Así pues, nos encaminamos a Trevélez para buscar a Martín, cuyas vigas resultaron estar ya cortadas y apiladas junto al río. El precio que pedía parecía bastante razonable y nos dejó allí para que las inspeccionáramos mientras nos decía que, si queríamos discutir las condiciones, él estaría en el bar de la plaza a las dos. Pero no fuimos a verle, ya que todas y cada una de las vigas eran malísimas: o estaban carcomidas por los gusanos, o consumidas por hongos mefíticos, o bien estaban torcidas y llenas de nudos, o eran demasiado gruesas.

– Le costará trabajo vender toda esa madera para leña -comentó Domingo.

Pero a pesar de todo había sido una excursión agradable y, antes de regresar a casa por la alta carretera de montaña, paramos en Trevélez para tomar un poco de jamón acompañado de un vino. Fue entonces cuando Domingo me sorprendió, como solía hacer siempre.
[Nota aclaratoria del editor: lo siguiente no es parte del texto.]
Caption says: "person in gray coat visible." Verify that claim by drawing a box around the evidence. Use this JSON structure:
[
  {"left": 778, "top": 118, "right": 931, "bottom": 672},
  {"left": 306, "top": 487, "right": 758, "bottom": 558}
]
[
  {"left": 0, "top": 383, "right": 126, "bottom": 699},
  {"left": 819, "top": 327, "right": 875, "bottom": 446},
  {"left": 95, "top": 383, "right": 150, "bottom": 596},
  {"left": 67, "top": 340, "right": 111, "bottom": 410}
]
– Mi tío Eduardo tiene unos castaños por encima de Capileira -dijo-. Seguro que le interesaría venderte unas vigas.

– ¿Por qué no me habías dicho nada de él antes? -le pregunté.
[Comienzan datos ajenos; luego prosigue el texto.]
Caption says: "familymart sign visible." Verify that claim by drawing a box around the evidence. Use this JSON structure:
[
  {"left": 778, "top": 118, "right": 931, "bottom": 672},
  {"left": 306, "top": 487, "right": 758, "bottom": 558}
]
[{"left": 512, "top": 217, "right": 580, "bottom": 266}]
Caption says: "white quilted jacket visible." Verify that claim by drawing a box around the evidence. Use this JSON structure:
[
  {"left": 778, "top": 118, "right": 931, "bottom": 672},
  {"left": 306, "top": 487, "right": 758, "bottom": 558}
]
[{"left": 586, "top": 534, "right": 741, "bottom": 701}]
– Ah, porque es interesante ver qué otras vigas hay por ahí, y a mí siempre me gusta ir a Trevélez. Además, Eduardo no habría estado en su casa hasta esta hora. Podemos ir a visitarle ahora, de camino de vuelta a casa.
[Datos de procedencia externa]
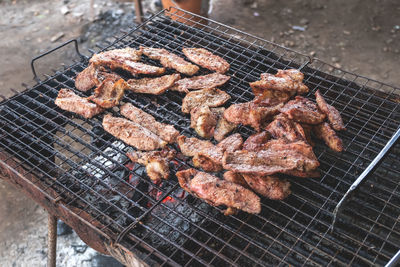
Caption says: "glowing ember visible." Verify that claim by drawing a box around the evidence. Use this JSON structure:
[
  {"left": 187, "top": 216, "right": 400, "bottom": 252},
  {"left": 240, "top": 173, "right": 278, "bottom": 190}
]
[{"left": 162, "top": 196, "right": 175, "bottom": 203}]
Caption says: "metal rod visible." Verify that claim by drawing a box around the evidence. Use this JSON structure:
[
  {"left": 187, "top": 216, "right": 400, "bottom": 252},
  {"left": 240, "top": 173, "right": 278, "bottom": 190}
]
[
  {"left": 134, "top": 0, "right": 143, "bottom": 23},
  {"left": 331, "top": 127, "right": 400, "bottom": 229},
  {"left": 386, "top": 249, "right": 400, "bottom": 267},
  {"left": 47, "top": 214, "right": 57, "bottom": 267}
]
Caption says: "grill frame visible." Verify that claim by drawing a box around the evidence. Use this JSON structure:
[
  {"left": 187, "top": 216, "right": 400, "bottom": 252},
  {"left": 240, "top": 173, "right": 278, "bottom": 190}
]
[{"left": 1, "top": 7, "right": 399, "bottom": 266}]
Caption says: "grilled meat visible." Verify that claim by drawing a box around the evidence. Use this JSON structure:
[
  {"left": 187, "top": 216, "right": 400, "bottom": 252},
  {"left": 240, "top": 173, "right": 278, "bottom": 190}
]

Así lo hicimos, cogiendo la carretera que sube hasta Capileira, el pueblo más alto de los tres que hay en el barranco del Poqueira. Es un sitio muy bonito, con unas casitas blancas en forma de caja apiñadas alrededor de una iglesia como si se tratase de pollitos bajo el ala de una gallina. Pero lo que de verdad te deja sin habla es su situación. Desde lo alto de las laderas aterrazadas del desfiladero, el horizonte se extiende hacia el norte hasta el gran circo blanco del Veleta, bajo cuyo pico hay siempre posada una suave estola de nubes. Hacia el sur, un ancho puerto de montaña se abre al Mediterráneo, y los días claros de invierno se pueden distinguir los picos de las montañas del Rif en Marruecos, al otro lado del estrecho.

Desde hace algunos años el pueblo tiene mucho éxito como lugar de retiro para pintores y gente bohemia procedente de países tan lejanos como Japón o México, aunque aún sigue estando habitado principalmente por agricultores indígenas. Esto hace que los callejones se mantengan salpicados de una fragante capa de cagadas de mulo y de oveja y que, metidas entre las magníficas viviendas renovadas, todavía se encuentren las construcciones de carácter más tosco que los habitantes autóctonos utilizan para guardar gallinas y cerdos.

Mientras atravesábamos la plaza principal y avanzábamos por una estrecha callejuela adoquinada, oímos los acordes de Debussy saliendo de una ventana cuya carpintería había sido renovada recientemente. Domingo llamó a la pesada puerta de madera tachonada de una casa de pueblo humilde aunque bonita. Salió a abrir una mujer muy morena que prorrumpió en exclamaciones de deleite al ver a su inesperado visitante.